Sesampainya di rumah Anisa membantuku turun dari mobil dan mendorong kursi rodaku, suamiku menurunkan barang – barang. “Ayah nggak mau gendong Ibumu naik turun tangga loh!” seru suamiku. Sepertinya malam ini Ibu akan tidur di lantai satu deh.” Kata Anisa tertawa kecil.
Pagi itu hari minggu, aku keluar dari kamar menuju dapur. Kulihat Anisa sedang memasak, “Anisa? kamu ngapain?” tanyaku sedikit terkejut karena tidak biasanya dia seperti ini. Dengan menirukan gaya ku dia berkata “ Ibu mau sarapan apa?”. Aku tersenyum lebar menatapnya! “Nasi goreng saja!” seruku. Tak lama nasi goreng sudah dihidangkan di tengah meja makan. Kemudian suamiku pun ikut bergabung dalam kebersamaan sarapan bersama, “Ada hangus – hangusnya gitu deh!” kata Ayahku. Aku menyiku Mas Anto, “Mas nggak tahu ya? Kita punya koki baru!” Kataku menyela.

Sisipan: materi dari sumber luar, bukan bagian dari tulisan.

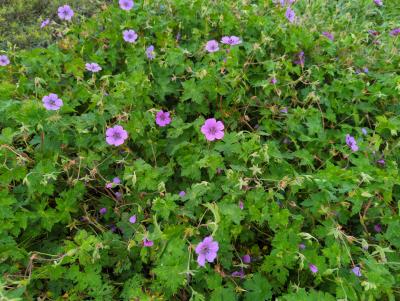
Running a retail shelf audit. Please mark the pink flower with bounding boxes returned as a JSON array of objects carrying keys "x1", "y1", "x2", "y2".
[
  {"x1": 242, "y1": 254, "x2": 251, "y2": 263},
  {"x1": 143, "y1": 238, "x2": 154, "y2": 247},
  {"x1": 122, "y1": 29, "x2": 138, "y2": 43},
  {"x1": 156, "y1": 110, "x2": 171, "y2": 127},
  {"x1": 42, "y1": 93, "x2": 63, "y2": 111},
  {"x1": 40, "y1": 19, "x2": 50, "y2": 28},
  {"x1": 119, "y1": 0, "x2": 134, "y2": 10},
  {"x1": 201, "y1": 118, "x2": 225, "y2": 141},
  {"x1": 0, "y1": 55, "x2": 10, "y2": 66},
  {"x1": 129, "y1": 215, "x2": 136, "y2": 224},
  {"x1": 322, "y1": 31, "x2": 334, "y2": 41},
  {"x1": 85, "y1": 63, "x2": 101, "y2": 73},
  {"x1": 308, "y1": 263, "x2": 318, "y2": 274},
  {"x1": 221, "y1": 36, "x2": 242, "y2": 46},
  {"x1": 195, "y1": 236, "x2": 219, "y2": 267},
  {"x1": 205, "y1": 40, "x2": 219, "y2": 52},
  {"x1": 106, "y1": 125, "x2": 128, "y2": 146},
  {"x1": 285, "y1": 7, "x2": 296, "y2": 23},
  {"x1": 351, "y1": 266, "x2": 362, "y2": 277},
  {"x1": 58, "y1": 5, "x2": 74, "y2": 21}
]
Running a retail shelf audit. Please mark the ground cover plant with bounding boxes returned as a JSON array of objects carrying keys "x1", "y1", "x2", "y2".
[{"x1": 0, "y1": 0, "x2": 400, "y2": 301}]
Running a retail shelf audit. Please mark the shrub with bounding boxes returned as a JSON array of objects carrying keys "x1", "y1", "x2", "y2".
[{"x1": 0, "y1": 0, "x2": 400, "y2": 301}]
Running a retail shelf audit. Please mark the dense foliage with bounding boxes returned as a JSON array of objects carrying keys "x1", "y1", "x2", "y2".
[{"x1": 0, "y1": 0, "x2": 400, "y2": 301}]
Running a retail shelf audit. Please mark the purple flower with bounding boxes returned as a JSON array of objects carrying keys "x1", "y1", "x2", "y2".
[
  {"x1": 129, "y1": 215, "x2": 136, "y2": 224},
  {"x1": 122, "y1": 29, "x2": 138, "y2": 43},
  {"x1": 294, "y1": 51, "x2": 305, "y2": 67},
  {"x1": 221, "y1": 36, "x2": 242, "y2": 46},
  {"x1": 156, "y1": 110, "x2": 171, "y2": 127},
  {"x1": 285, "y1": 7, "x2": 296, "y2": 23},
  {"x1": 201, "y1": 118, "x2": 225, "y2": 141},
  {"x1": 279, "y1": 0, "x2": 296, "y2": 7},
  {"x1": 308, "y1": 263, "x2": 318, "y2": 274},
  {"x1": 143, "y1": 238, "x2": 154, "y2": 247},
  {"x1": 58, "y1": 5, "x2": 74, "y2": 21},
  {"x1": 351, "y1": 266, "x2": 361, "y2": 277},
  {"x1": 242, "y1": 254, "x2": 251, "y2": 263},
  {"x1": 0, "y1": 55, "x2": 10, "y2": 66},
  {"x1": 119, "y1": 0, "x2": 134, "y2": 10},
  {"x1": 231, "y1": 270, "x2": 244, "y2": 278},
  {"x1": 322, "y1": 31, "x2": 334, "y2": 41},
  {"x1": 389, "y1": 28, "x2": 400, "y2": 37},
  {"x1": 85, "y1": 63, "x2": 101, "y2": 73},
  {"x1": 40, "y1": 19, "x2": 50, "y2": 28},
  {"x1": 42, "y1": 93, "x2": 63, "y2": 111},
  {"x1": 195, "y1": 236, "x2": 219, "y2": 267},
  {"x1": 106, "y1": 125, "x2": 128, "y2": 146},
  {"x1": 146, "y1": 45, "x2": 156, "y2": 60},
  {"x1": 346, "y1": 134, "x2": 358, "y2": 152},
  {"x1": 205, "y1": 40, "x2": 219, "y2": 52}
]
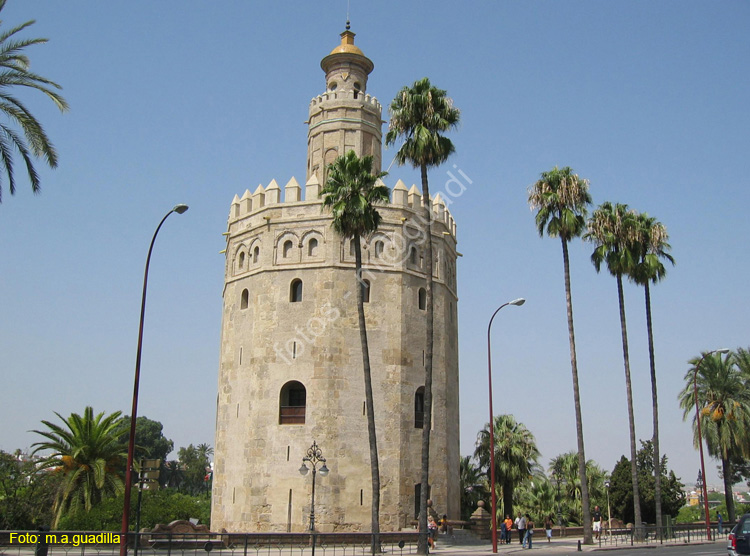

“Namanya juga masakin sarapan perdana, Yah!” Seru Anisa.
“Enak kok! Ayah suka!” Goda Mas Anto lagi.
Kami semua tertawa, dan aku menutup sarapan itu dengan menceritakan kepada Anisa apa yang pernah Ibuku ceritakan dan katakan kepadaku. Mas Anto dan Anisa tertawa terbahak – bahak. Mulai saat itu sikap Anisa pun berubah terhadapku, hingga kakiku sudah pulih total.